# How long before a tank is over populated?



## keziahamber (Jul 18, 2010)

Just wondering how long it takes for a tank to become over populated? I am considering live bearers but, I'm not sure yet.


----------



## jrman83 (Jul 9, 2010)

General rule of thumb is one inch of fish per gallon of water. You just have to account for how big the fish can get, not how big it may be currently. You can go beyond that but it all depends on your filtration and it can increase your maintenance. There is a calculator on the site that can give you a good idea.


----------



## keziahamber (Jul 18, 2010)

i meant with live bearers and them having babies


----------



## jrman83 (Jul 9, 2010)

Same rule applies, but you obviously have some time before the ill-effects of over population are felt as the babies are growing. I have a 75g with 40 adult fish and over 50 babies. If all babies make it to adulthood then my tank is probably over popuated, but right now that is not the case. Plus, I know they will not all make it to adulthood for various reasons - mostly being they are in with the adult fish and surviving is up to them - they have more than adequate places to hide. If you want them to live, you'll need to add what I call breeder grass or some other form of hiding areas.

The females can produce young about every 3wks and how many they have largely has to do with how large the fish is. For example, I have a few pregnanat guppys in my tank right now. One is nearly 3" long and huge and ready to pop. The others are average sized and just fat. They will probably have 5-6, but the big one could have as many as 20.

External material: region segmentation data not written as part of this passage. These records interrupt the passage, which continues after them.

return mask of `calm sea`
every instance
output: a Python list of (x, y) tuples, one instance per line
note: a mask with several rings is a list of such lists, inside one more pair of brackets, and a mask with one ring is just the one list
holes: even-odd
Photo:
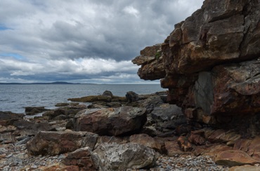
[(1, 84), (0, 111), (25, 113), (25, 107), (55, 109), (56, 104), (68, 102), (68, 98), (102, 95), (105, 90), (125, 96), (128, 91), (150, 94), (166, 90), (159, 84)]

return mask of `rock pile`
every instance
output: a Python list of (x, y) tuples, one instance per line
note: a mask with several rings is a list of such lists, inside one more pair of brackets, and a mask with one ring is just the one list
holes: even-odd
[[(136, 94), (138, 100), (122, 102), (119, 108), (59, 104), (60, 108), (45, 113), (55, 117), (44, 114), (18, 118), (2, 112), (8, 124), (0, 127), (0, 169), (228, 170), (241, 165), (260, 168), (260, 137), (242, 139), (235, 131), (197, 130), (187, 124), (179, 107), (165, 103), (165, 95)], [(72, 109), (81, 110), (59, 118)], [(134, 127), (131, 122), (138, 124)]]
[(254, 136), (260, 131), (259, 9), (259, 1), (204, 1), (163, 43), (133, 60), (141, 65), (138, 74), (162, 78), (168, 102), (181, 107), (190, 124)]

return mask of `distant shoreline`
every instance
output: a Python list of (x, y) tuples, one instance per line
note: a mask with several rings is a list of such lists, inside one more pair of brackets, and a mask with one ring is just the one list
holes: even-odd
[[(68, 82), (52, 82), (52, 83), (0, 83), (0, 84), (82, 84), (82, 83), (68, 83)], [(84, 84), (95, 84), (95, 83), (84, 83)]]

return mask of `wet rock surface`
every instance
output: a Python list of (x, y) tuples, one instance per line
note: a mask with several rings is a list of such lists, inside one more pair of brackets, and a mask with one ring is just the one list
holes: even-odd
[(175, 25), (164, 43), (146, 47), (133, 60), (141, 65), (138, 76), (162, 78), (162, 87), (169, 89), (168, 102), (181, 107), (190, 124), (240, 127), (241, 132), (251, 132), (245, 137), (254, 136), (260, 131), (256, 121), (260, 111), (259, 4), (204, 1), (201, 9)]
[(146, 122), (145, 109), (122, 107), (91, 111), (75, 116), (75, 130), (118, 136), (139, 131)]
[(105, 91), (34, 118), (0, 111), (0, 170), (260, 170), (259, 6), (205, 0), (141, 50), (138, 74), (167, 93)]

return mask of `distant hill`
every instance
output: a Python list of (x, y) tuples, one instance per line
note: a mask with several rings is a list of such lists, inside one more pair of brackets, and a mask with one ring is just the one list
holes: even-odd
[(0, 83), (0, 84), (80, 84), (72, 83), (68, 82), (56, 81), (52, 83)]

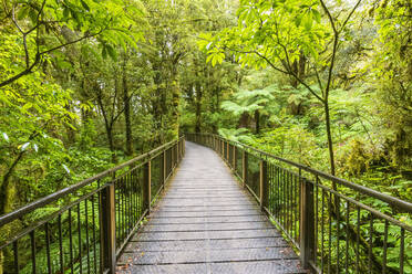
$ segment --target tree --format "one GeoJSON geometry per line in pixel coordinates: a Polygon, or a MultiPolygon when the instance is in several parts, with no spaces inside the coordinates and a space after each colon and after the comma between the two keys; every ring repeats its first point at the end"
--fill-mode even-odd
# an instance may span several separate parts
{"type": "MultiPolygon", "coordinates": [[[[58,50],[86,39],[94,38],[101,44],[103,54],[113,55],[114,44],[131,40],[128,25],[133,21],[127,17],[127,9],[123,9],[125,3],[97,3],[92,0],[3,0],[0,17],[4,25],[18,31],[21,59],[16,62],[17,68],[2,75],[0,87],[31,73],[50,54],[56,54],[58,50]]],[[[137,9],[130,4],[127,8],[137,9]]]]}
{"type": "MultiPolygon", "coordinates": [[[[231,112],[236,116],[243,116],[241,120],[247,119],[245,115],[254,115],[255,133],[260,133],[260,115],[266,105],[275,97],[271,95],[271,88],[246,91],[240,89],[235,94],[234,101],[225,101],[222,103],[222,108],[231,112]]],[[[240,122],[243,126],[245,122],[240,122]]]]}
{"type": "Polygon", "coordinates": [[[325,108],[332,175],[336,168],[329,94],[333,89],[338,49],[344,41],[341,38],[360,2],[349,10],[343,7],[338,11],[338,7],[333,7],[337,15],[332,15],[323,0],[244,0],[237,11],[238,25],[224,30],[215,38],[204,34],[200,43],[212,64],[220,63],[230,52],[243,65],[256,68],[269,65],[305,86],[325,108]],[[307,68],[315,75],[312,78],[307,78],[308,73],[303,73],[306,63],[310,64],[307,68]],[[315,83],[320,92],[313,88],[315,83]]]}

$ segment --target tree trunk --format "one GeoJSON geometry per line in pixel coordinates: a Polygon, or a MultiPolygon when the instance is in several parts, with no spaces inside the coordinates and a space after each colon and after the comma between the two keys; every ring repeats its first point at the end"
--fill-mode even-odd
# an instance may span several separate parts
{"type": "Polygon", "coordinates": [[[255,110],[255,130],[256,130],[256,134],[260,134],[260,113],[259,113],[259,109],[255,110]]]}
{"type": "MultiPolygon", "coordinates": [[[[125,68],[125,67],[123,67],[125,68]]],[[[123,104],[124,104],[124,120],[125,120],[125,137],[126,137],[126,155],[133,155],[133,136],[131,123],[131,102],[128,96],[128,86],[126,72],[123,70],[123,104]]]]}
{"type": "Polygon", "coordinates": [[[114,141],[113,141],[113,127],[110,125],[106,125],[106,135],[107,135],[107,143],[109,143],[109,149],[112,152],[112,162],[117,162],[117,157],[114,151],[114,141]]]}
{"type": "MultiPolygon", "coordinates": [[[[336,175],[336,171],[334,171],[334,152],[333,152],[332,133],[331,133],[331,128],[330,128],[330,114],[329,114],[328,99],[325,101],[323,106],[325,106],[325,123],[326,123],[327,136],[328,136],[330,173],[332,176],[334,176],[336,175]]],[[[334,182],[333,182],[333,188],[336,189],[336,183],[334,182]]]]}
{"type": "Polygon", "coordinates": [[[199,84],[196,85],[196,125],[195,125],[195,133],[200,133],[200,125],[202,125],[202,86],[199,84]]]}

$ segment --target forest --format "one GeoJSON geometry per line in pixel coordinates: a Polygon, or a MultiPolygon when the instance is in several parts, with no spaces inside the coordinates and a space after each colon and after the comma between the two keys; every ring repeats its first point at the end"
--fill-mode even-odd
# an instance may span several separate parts
{"type": "Polygon", "coordinates": [[[412,3],[1,0],[0,215],[185,133],[411,202],[412,3]]]}

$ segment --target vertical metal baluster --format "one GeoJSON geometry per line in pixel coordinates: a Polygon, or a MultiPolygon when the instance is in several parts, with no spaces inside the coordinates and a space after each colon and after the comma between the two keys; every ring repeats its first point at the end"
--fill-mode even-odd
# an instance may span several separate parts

In my opinion over population and what occurs from it is at your hands. Keep it under control and although you may be over populated by sheer numbers, you really aren't. I plan to go to over 100 adult fish in my 75g. This may require a step up in filtration and high % weekly water changes but if I'm prepared to deal with it then nobody can say I'm over populated if my nitrates are kept low.


----------



## missmanatee (Dec 25, 2010)

Also if you are worried about over population some fish stores will buy fish from you so if you do become over populated you can always sell a few fish. :fish10:


----------